『災獣たちの楽土1 雷獅子の守り』(尾白未果)

災獣たちの楽土1 - 雷獅子の守り (C・NOVELSファンタジア)

災獣たちの楽土1 - 雷獅子の守り (C・NOVELSファンタジア)

災獣と呼ばれる守護獣。
五つの国に五体の災獣、それぞれの国がそれぞれの災獣を祀る世界の物語。
全三巻構成、各巻ごとに主人公は変わるよ、という触れ込みでの第一弾は、タイトル通り雷獅子に守護された国のお話。


冒頭、なんかこうやる気の感じられない五島関係図(地図的なもの。必要があったかと聞かれると、別になくてもよかったと思う)を見たときは、あれ大丈夫かなこれ、と思いましたが、読み出してみれば先へ先へと引っ張ってくれるいい展開。
災獣たる雷獅子を名乗る少女の登場から幕を開ける本編は、失ってしまったもののために抗う人々の物語。
それでいいの、と感じる部分(将軍周り)もありましたが、次巻が当該国を舞台にした物語となるようなので、そちらを待って判断してもいいんじゃないかな、と。

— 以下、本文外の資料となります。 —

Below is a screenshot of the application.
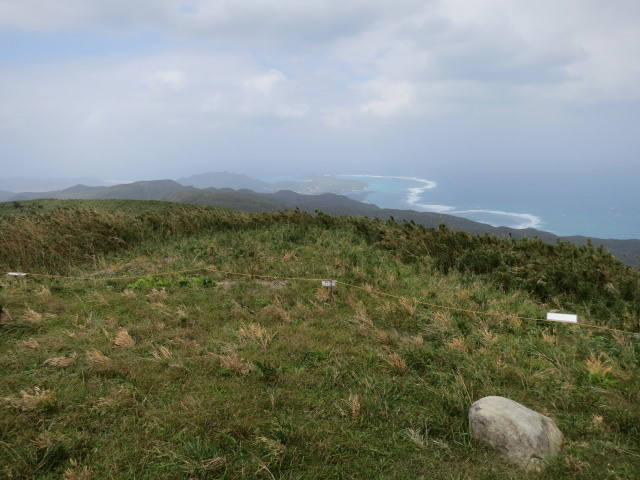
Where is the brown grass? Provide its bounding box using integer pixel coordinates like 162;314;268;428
22;308;42;325
22;338;40;350
44;352;78;368
113;328;136;348
314;287;331;303
445;337;467;352
93;385;134;410
147;288;169;303
260;303;291;322
398;298;418;317
2;387;56;412
217;352;255;375
87;350;111;367
338;393;362;420
151;346;173;360
584;353;613;378
384;352;407;372
63;458;91;480
238;323;275;349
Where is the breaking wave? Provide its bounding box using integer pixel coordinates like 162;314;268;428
338;174;542;229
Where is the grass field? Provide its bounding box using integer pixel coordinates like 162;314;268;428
0;202;640;479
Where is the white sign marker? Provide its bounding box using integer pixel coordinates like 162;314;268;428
547;312;578;323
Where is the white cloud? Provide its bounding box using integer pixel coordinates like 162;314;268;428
360;82;414;117
244;68;286;94
0;0;640;178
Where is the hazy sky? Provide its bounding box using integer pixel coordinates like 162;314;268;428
0;0;640;179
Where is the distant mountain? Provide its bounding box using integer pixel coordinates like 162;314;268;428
177;172;274;192
10;180;185;200
0;177;109;192
3;180;640;266
177;172;367;195
0;190;16;202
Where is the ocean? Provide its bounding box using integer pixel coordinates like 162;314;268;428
335;174;640;239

先に引っかかったとこを書いておくと、各章終わった後のコミカルタッチのイラスト。
イラスト自体はいいんだけど、そこにそれ差し込んじゃうの、と少々首を捻ったのが正直なところ。
なんかこう、巻末おまけ4コマ的な……
適度なデフォルメっぷりは、非常に微笑ましいのですが。


主人公たる緋乃人はちょっぴり振り回され体質なものの、サブキャラ陣がしっかりと脇を固めていて、素直なお話の展開も、この面々であれば変に奇をてらうより綺麗にはまっている印象。
特に閃は、年相応の幼さ、そして雷獅子としての在り方の双方を見せてくれて、微笑ましくもあり、けなげでもあり、ラストシーンも素晴らしく。
結局その後どうなっちゃったの、という方が約一名いらっしゃるのですが、そこまでの展開を考えれば、きっと悪いことにはならなかったのでは、と思います。

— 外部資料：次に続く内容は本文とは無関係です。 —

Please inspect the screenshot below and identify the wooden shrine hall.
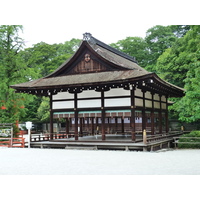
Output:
[11,33,184,141]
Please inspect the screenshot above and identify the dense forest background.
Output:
[0,25,200,123]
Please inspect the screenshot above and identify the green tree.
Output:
[0,25,34,123]
[111,37,148,67]
[145,25,177,68]
[156,26,200,122]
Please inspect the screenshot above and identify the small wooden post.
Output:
[143,129,147,144]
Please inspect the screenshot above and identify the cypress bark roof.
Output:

全体を見ると、国ごとに災獣の性質に大きく差があることを示したお話でもありました。
少なくとも、今回悪役担当だった薙古之国は、明らかに「恵まれていない」国でした。
次の舞台は薙古之国、と明言されているため、ここをどう描くのか、はポイントになるはず。
その意味で、二巻を早く読んでみたい。